Y aura-t-il quelque chose pour contenir les instincts destructeurs de Trump ? L’on aurait pu penser que le Congrès mettrait des limites et qu’il restait au moins quelques législateurs républicains patriotes et responsables. Mais ce n’est pas le cas.

Parallèlement, l’on aurait pu penser que les grandes entreprises, qui sont fortement impliquées, littéralement, dans l’ordre mondial existant, allaient protester de manière efficace. Pourtant, jusqu’à présent, cela s’est avéré totalement inefficace. Et bien que ces discussions d’une guerre commerciale fasse parfois vaciller les marchés boursiers, de ce que je constate, les investisseurs ne prennent toujours pas ça au sérieux : ils imaginent que Trump va fanfaronner et twitter pendant un moment, puis accepter quelques changements superficiels sur les mesures et appeler ça une victoire.

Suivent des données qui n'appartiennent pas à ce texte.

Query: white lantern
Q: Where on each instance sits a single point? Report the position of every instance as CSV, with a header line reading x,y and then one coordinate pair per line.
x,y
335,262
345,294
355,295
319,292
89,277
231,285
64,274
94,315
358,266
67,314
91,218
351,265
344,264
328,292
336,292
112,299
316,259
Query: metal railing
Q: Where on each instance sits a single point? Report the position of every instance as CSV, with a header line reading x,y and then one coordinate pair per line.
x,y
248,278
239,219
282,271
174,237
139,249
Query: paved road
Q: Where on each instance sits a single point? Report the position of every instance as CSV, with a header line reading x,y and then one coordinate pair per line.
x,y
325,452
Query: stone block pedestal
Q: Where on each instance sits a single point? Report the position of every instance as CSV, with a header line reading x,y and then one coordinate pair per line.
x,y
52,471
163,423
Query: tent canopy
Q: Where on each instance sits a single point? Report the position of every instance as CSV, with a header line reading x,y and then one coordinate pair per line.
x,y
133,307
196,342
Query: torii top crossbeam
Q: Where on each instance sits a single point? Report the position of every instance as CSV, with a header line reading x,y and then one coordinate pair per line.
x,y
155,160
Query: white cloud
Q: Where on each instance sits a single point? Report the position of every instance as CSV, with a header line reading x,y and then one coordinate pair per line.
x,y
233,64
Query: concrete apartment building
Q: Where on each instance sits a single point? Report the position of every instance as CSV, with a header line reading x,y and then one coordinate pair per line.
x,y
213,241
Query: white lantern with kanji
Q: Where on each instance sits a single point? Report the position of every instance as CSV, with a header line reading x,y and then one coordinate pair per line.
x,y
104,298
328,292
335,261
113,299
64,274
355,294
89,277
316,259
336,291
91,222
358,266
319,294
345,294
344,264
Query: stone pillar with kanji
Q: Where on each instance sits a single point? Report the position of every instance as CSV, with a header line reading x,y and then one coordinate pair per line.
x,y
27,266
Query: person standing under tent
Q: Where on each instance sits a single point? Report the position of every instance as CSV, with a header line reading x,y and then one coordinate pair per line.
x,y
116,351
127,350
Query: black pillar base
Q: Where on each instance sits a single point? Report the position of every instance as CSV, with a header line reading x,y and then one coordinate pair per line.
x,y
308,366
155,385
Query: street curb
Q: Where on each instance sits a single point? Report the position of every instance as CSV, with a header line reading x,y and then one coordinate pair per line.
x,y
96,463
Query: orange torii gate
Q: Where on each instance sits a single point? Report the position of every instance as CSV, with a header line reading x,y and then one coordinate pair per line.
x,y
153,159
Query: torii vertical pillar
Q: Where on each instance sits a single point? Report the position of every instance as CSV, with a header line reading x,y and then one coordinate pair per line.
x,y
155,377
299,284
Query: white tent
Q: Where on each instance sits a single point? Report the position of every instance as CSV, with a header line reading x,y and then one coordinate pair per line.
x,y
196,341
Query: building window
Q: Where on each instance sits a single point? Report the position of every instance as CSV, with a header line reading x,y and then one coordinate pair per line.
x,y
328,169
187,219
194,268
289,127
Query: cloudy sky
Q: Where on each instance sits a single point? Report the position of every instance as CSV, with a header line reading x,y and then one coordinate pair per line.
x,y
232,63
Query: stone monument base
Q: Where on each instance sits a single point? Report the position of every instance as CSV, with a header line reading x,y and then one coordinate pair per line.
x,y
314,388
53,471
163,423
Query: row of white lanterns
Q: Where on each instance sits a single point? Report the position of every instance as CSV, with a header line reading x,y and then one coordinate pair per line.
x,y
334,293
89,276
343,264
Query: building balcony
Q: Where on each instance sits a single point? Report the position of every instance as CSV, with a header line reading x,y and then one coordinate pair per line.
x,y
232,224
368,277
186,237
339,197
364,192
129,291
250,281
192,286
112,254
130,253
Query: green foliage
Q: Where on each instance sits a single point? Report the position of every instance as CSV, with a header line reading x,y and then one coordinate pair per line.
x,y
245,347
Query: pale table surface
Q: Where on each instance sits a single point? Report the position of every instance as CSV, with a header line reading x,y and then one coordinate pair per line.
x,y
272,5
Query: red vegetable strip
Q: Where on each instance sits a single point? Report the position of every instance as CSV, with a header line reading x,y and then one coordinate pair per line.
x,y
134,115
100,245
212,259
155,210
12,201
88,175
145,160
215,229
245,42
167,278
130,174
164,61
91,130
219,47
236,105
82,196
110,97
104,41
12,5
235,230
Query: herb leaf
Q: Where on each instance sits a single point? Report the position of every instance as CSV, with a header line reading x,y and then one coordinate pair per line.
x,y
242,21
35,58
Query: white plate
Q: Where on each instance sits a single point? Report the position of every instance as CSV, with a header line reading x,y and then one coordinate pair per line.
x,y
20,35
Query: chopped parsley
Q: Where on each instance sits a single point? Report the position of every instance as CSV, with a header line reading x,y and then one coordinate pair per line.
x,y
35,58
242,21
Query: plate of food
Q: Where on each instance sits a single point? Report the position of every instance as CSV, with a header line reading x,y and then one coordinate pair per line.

Mais ce genre de résultat favorable semble de plus en plus improbable, parce que Trump n’acceptera aucune solution. Il ne veut pas de réussites des négociations avec nos alliés et nos partenaires commerciaux ; il veut qu’elles échouent. Et quand tout le monde s’en sera rendu compte, les dommages pourraient bien être irréversibles.